You spend coins to extend the time limit for tricky battle-puzzles, but coins are a sloppily managed, extremely generous resource that you get from virtually everything in the game yet will never need to use if you’re good enough, so getting into battles is still a losing proposition unless you’re saving up to buy a piece of equipment (to make battles easier) or something. In an awkward attempt to split the difference between these fairly obtuse mechanics and the brand-mandated need to make the game accessible to 5-year-olds, the game saddles you with a companion “character” (whom certain critics have accurately pointed out is less a character than an embodiment of Clippy from Microsoft Word) who chatters incessantly via unskippable dialogue boxes, explaining absolutely everything to the player like they are 5 years old, even if the player is not 5 years old and can decipher the game’s exceedingly obvious visual cues just fine without having them redundantly spelled out every single time. There is literally an “ask for a hint” button available at any time, yet the game still swamps you with unskippable explanatory dialogue about absolutely everything!!!

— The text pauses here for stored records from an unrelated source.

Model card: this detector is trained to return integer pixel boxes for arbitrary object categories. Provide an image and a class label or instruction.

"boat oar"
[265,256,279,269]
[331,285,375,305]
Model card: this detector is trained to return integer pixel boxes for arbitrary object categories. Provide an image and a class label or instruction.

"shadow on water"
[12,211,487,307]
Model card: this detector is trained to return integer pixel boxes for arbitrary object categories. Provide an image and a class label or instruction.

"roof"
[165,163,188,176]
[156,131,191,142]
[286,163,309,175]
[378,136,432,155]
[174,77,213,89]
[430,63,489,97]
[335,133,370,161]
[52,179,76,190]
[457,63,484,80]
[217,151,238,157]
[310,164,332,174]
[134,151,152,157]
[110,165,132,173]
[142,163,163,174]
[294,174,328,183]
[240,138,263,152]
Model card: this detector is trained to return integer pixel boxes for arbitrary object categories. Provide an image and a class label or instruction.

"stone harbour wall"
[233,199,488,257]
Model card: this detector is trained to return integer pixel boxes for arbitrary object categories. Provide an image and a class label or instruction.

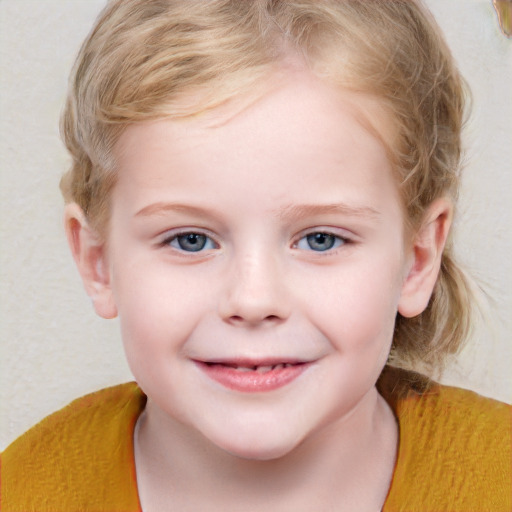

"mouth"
[195,360,312,393]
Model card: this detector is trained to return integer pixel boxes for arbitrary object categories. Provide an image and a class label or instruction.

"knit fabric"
[0,374,512,512]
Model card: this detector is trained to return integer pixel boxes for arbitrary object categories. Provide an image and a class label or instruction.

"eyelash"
[159,230,219,254]
[293,230,351,254]
[159,230,352,254]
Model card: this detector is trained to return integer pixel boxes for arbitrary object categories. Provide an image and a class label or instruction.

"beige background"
[0,0,512,449]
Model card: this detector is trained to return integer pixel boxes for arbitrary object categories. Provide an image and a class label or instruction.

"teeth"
[236,366,254,372]
[256,366,273,373]
[216,363,294,373]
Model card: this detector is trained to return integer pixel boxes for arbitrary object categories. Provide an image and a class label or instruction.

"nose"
[219,249,290,327]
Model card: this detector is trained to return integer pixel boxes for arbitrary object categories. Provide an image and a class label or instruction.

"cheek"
[302,266,401,358]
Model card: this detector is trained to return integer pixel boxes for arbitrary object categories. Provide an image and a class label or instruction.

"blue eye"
[297,231,346,252]
[167,233,216,252]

Like… these games get points for uniqueness, but who is the audience at this point? They’re too obtuse for actual kids, who would much rather play an RPG. They’re too linear and narrative-light for fans of the original Paper Mario games, who would also rather be playing an RPG. They only retain the RPG-like battling AT ALL because the earlier games had them, thus stymying these rebooted games’ urge to simply be adventure games!! Everything just seems like a second choice for everyone involved. It’s frustrating.